La vitalité de l’économie indienne se traduit également par sa rapidité à répondre à des besoins urgents, comme elle l’a récemment fait avec le Qatar. Face au blocus exercé par l’Arabie saoudite et ses alliés, l’Inde a renforcé ses échanges commerciaux pour devenir l’un des principaux partenaires économiques de Doha avec le Pakistan, la Turquie et l’Iran. Isolé depuis le 5 juin 2017, l’émirat a remplacé les importations de produits frais en provenance d’Arabie saoudite, des Émirats arabes unis, de Jordanie, d’Égypte et du Liban en ouvrant deux nouvelles lignes maritimes vers l’Inde et le Pakistan pendant l’été. « C’était normal d’établir ces lignes, car nous étions déjà présents sur le marché indien et nous avions une base solide de clients et de bonnes relations avec les ports, témoigne Jan Mortensen, le responsable danois des transports de contenus de la compagnie maritime Milaha. Nous nous concentrons notamment sur ces deux marchés parce qu’ils ont aussi des liens historiques avec le Qatar et que le pays possède de nombreux travailleurs étrangers issus de ces pays. » En 2008, 18 % de la population qatarie avait des origines indiennes, selon une étude de la CIA.

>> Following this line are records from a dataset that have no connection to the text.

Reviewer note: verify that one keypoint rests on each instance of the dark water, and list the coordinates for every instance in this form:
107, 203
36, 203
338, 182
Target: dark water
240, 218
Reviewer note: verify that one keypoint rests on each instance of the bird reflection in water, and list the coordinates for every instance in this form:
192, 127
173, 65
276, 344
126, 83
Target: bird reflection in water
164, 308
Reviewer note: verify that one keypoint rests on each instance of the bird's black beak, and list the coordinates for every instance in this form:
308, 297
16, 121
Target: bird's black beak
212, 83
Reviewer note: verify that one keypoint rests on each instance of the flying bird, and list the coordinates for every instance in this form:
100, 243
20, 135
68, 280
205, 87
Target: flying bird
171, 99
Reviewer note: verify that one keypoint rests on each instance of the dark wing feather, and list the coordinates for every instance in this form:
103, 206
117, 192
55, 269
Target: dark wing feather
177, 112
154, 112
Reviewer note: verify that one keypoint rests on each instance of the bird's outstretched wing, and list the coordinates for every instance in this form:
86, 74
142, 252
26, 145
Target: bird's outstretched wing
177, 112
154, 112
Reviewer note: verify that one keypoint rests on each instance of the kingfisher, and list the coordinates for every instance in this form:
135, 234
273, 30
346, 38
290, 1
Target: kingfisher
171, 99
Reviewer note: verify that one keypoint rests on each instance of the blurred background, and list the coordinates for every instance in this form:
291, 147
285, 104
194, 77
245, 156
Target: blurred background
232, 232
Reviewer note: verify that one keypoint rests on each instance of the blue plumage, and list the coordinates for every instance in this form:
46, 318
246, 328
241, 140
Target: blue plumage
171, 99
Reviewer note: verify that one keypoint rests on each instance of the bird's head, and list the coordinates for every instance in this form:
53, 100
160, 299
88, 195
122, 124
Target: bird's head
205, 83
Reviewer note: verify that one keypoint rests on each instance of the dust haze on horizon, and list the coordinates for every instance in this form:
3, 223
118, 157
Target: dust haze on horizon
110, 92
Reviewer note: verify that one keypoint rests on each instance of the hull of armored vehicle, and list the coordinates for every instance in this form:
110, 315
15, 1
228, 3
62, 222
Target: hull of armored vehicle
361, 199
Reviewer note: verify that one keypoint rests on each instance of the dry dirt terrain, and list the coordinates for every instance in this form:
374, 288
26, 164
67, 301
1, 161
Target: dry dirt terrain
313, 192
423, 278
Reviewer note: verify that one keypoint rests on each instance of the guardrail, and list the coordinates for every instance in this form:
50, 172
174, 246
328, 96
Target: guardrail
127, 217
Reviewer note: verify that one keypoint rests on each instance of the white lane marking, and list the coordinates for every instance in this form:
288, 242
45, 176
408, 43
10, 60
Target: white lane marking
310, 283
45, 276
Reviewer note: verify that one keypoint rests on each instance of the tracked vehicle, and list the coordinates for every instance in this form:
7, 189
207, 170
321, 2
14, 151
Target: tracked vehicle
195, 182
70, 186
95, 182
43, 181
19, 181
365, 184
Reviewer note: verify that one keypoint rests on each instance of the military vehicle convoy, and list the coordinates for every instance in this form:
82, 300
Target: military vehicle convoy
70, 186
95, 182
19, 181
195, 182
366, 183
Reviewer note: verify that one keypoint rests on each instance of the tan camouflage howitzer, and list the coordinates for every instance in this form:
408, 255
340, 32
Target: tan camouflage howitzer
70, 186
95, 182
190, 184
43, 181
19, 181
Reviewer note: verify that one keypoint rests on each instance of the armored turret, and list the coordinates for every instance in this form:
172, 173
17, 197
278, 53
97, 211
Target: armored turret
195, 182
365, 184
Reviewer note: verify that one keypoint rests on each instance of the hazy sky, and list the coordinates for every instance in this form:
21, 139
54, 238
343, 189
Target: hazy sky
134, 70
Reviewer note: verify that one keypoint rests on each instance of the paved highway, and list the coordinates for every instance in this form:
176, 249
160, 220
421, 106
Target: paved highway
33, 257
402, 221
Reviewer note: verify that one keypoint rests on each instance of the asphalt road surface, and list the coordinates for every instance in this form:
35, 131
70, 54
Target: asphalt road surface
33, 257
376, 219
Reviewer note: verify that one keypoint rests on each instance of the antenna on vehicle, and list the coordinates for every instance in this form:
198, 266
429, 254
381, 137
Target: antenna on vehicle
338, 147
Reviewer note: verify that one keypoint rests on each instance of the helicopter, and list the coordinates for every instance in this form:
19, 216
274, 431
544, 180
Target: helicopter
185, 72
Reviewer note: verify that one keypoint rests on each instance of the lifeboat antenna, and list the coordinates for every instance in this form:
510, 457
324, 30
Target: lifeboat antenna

« Avant l’embargo, nos importations d’Inde étaient déjà fortes. Mais depuis, nous les avons augmentées de 35 % », ajoute Shanavas P.M, directeur de la chaine de supermarchés Lulu au Qatar. En renforçant ses relations avec ses fournisseurs jusque-là minoritaires, le Qatar a réorganisé son économie pour limiter l’impact du blocus, qui semble avoir davantage pénalisé ses adversaires. Selon le dernier rapport du FMI, le minuscule émirat résiste bien à ses puissants voisins. Pour Karim Sader, politologue et consultant, « Depuis une vingtaine d’années, le pays cultive un activisme diplomatique basé sur des alliances tous azimuts qui a été pensé pour survivre précisément à ce genre de scénario ». Des alliances et des échanges, comme avec l’Inde, qui se sont avérées particulièrement utiles quand la crise a éclaté. En tout cas, c’est un échec diplomatique et économique retentissant pour l’Arabie saoudite : Le FMI prévoit pour l’émirat du Qatar un taux de croissance d’environ 2,5% en 2018, soit un peu plus que l’an passé.
L’Inde, restée politiquement neutre dans le conflit, mise sur son allié qatari qui constitue un nouveau marché de choix pour tirer son économie encore plus vers le haut. « Avec l’Inde, on est davantage sur des relations économiques et énergétiques [que le Pakistan], analyse Nabil Ennasri, directeur de l’Observatoire du Qatar. L’Inde est en effet en pleine croissance. Donc on imagine bien le besoin colossal en gaz et pétrole du pays dans le futur ».